Find the locus of the point of intersection of perpendicular tangents to the circle \[S \equiv {x^2} + {y^2} - 2x + 2y - 2 = 0\], that is, find the director circle of \[S = 0\].

Question

Find the locus of the point of intersection of perpendicular tangents to the circle $$S \equiv {x^2} + {y^2} - 2x + 2y - 2 = 0$$, that is, find the director circle of $$S = 0$$.

Vedantu Content Team · Accepted Answer

Hint: First of all, find the centre of the circle and radius of the given circle. Then find the equation of the director circle as the director circle is a concentric circle whose radius is \[\sqrt 2 \] times the radius of the given circle.
Complete step-by-step answer:
The equation of the circle is \[S \equiv {x^2} + {y^2} - 2x + 2y - 2 = 0\].
We know that for the circle equation \[S \equiv a{x^2} + b{y^2} + 2gx + 2fy + c = 0\], centre of the circle is \[\left( { - g, - f} \right)\] and radius is \[\sqrt {{g^2} + {f^2} - c} \].
If we compare the given circle equation i.e., \[S \equiv {x^2} + {y^2} - 2x + 2y - 2 = 0\] with the standard circle equation \[S \equiv a{x^2} + b{y^2} + 2gx + 2fy + c = 0\], we have \[g = - 1\] and \[f = 1\].
So, the centre of the given circle is \[\left( {1, - 1} \right)\] and radius is\[\sqrt {{{\left( { - 1} \right)}^2} + {{\left( 1 \right)}^2} - \left( { - 2} \right)} = \sqrt 4 = 2\].

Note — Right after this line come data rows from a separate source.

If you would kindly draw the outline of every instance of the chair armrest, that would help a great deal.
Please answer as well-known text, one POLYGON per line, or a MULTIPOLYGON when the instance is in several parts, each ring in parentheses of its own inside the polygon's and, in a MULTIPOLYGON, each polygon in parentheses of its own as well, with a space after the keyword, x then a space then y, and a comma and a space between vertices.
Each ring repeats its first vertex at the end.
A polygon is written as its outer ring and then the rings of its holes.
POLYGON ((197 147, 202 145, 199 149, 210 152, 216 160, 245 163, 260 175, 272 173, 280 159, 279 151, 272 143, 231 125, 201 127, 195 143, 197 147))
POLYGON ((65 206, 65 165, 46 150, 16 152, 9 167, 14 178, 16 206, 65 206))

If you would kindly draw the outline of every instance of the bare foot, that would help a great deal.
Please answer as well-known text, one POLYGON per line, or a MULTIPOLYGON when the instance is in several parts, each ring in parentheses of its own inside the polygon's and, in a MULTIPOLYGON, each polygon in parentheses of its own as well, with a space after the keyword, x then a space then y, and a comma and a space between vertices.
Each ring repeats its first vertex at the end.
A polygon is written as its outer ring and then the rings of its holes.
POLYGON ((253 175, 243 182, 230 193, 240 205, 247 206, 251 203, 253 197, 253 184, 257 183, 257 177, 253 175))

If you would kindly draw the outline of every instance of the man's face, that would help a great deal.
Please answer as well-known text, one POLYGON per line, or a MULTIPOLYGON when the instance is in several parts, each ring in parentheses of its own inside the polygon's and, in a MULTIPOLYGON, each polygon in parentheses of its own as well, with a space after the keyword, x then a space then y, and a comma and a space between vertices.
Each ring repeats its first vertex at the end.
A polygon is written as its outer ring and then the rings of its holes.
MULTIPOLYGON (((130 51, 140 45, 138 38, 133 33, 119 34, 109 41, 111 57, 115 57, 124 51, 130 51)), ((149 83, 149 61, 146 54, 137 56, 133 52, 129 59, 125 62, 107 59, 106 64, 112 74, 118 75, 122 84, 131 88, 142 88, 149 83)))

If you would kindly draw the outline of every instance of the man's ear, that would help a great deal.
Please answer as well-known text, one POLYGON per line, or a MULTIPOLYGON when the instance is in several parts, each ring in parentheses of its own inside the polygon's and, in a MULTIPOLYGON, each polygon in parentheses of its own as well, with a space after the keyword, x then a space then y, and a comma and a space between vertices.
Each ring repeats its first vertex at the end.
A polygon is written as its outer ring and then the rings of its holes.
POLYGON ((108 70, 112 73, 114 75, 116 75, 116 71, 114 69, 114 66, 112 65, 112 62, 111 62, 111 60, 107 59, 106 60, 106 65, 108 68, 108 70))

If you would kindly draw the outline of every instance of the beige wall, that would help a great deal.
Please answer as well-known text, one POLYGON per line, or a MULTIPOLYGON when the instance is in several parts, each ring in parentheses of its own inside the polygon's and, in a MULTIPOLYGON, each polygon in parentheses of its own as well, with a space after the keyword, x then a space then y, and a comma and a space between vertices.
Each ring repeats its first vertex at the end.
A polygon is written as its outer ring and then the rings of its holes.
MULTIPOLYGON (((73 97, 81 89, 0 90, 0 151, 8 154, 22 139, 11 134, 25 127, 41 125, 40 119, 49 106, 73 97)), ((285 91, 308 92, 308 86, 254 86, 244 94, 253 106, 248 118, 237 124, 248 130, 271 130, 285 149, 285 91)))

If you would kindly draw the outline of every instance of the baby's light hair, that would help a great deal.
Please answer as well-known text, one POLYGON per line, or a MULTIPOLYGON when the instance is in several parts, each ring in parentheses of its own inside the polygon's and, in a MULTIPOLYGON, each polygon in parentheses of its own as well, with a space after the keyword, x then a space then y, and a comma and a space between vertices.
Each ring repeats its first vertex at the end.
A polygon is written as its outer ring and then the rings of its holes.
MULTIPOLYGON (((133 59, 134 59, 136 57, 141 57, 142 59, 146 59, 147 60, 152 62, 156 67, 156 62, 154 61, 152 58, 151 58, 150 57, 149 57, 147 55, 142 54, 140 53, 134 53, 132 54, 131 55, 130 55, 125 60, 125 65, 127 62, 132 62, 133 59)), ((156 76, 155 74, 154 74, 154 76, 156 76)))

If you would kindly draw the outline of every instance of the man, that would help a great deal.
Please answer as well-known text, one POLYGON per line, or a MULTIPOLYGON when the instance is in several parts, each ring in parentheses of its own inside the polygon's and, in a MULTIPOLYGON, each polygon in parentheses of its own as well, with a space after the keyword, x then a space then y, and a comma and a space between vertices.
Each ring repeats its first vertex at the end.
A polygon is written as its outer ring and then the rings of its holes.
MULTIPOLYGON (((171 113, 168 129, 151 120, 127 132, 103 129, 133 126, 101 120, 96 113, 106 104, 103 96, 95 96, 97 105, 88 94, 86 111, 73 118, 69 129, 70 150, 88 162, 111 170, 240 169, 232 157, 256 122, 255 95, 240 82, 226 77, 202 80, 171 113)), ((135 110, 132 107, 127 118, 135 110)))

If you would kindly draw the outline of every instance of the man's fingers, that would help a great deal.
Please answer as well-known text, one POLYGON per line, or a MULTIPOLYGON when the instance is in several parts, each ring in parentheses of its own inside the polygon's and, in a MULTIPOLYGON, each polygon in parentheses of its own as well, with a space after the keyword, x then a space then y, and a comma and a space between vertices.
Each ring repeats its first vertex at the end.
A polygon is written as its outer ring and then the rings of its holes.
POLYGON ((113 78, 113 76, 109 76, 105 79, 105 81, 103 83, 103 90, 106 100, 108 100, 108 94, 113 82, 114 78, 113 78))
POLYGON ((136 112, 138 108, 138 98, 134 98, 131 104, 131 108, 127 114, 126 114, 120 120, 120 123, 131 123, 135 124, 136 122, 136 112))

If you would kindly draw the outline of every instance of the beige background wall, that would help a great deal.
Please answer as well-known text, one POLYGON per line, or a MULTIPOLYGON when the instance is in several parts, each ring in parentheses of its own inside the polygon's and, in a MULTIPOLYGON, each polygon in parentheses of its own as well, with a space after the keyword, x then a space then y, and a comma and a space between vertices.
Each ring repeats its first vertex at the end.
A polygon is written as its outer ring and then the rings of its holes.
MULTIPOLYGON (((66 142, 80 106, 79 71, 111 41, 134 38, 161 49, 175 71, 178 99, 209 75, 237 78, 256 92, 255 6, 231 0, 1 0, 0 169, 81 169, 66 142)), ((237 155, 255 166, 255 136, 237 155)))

We know that the director circle is a concentric circle whose radius is \[\sqrt 2 \] times the radius of the given circle. And the equation of the circle with centre \[\left( {h,k} \right)\] and radius \[r\] is given by \[{\left( {x - h} \right)^2} + {\left( {y - k} \right)^2} = {r^2}\].
So, the equation of the director circle with centre \[\left( {1, - 1} \right)\] and radius \[2\sqrt 2 \] is given by
\[
   \Rightarrow {\left( {x - 1} \right)^2} + {\left( {y - \left( { - 1} \right)} \right)^2} = {\left( {2\sqrt 2 } \right)^2} \\
   \Rightarrow {x^2} - 2x + 1 + {\left( {y + 1} \right)^2} = {\left( 2 \right)^2}{\left( {\sqrt 2 } \right)^2} \\
   \Rightarrow {x^2} - 2x + 1 + {y^2} + 2y + 1 = 8 \\
   \Rightarrow {x^2} + {y^2} - 2x + 2y + 1 + 1 - 8 = 0 \\
  \therefore {x^2} + {y^2} - 2x + 2y - 6 = 0 \\
\]
Hence, the equation of the director circle is \[S = {x^2} + {y^2} - 2x + 2y - 6 = 0\].
Thus, the locus of the point of intersection of perpendicular tangents to the circle \[S \equiv {x^2} + {y^2} - 2x + 2y - 2 = 0\], that is, the director circle is \[S = {x^2} + {y^2} - 2x + 2y - 6 = 0\].
Note: The locus of points of intersection of two perpendicular tangents to a circle is called the director circle. For the circle equation \[S \equiv a{x^2} + b{y^2} + 2gx + 2fy + c = 0\], centre of the circle is \[\left( { - g, - f} \right)\] and radius is \[\sqrt {{g^2} + {f^2} - c} \].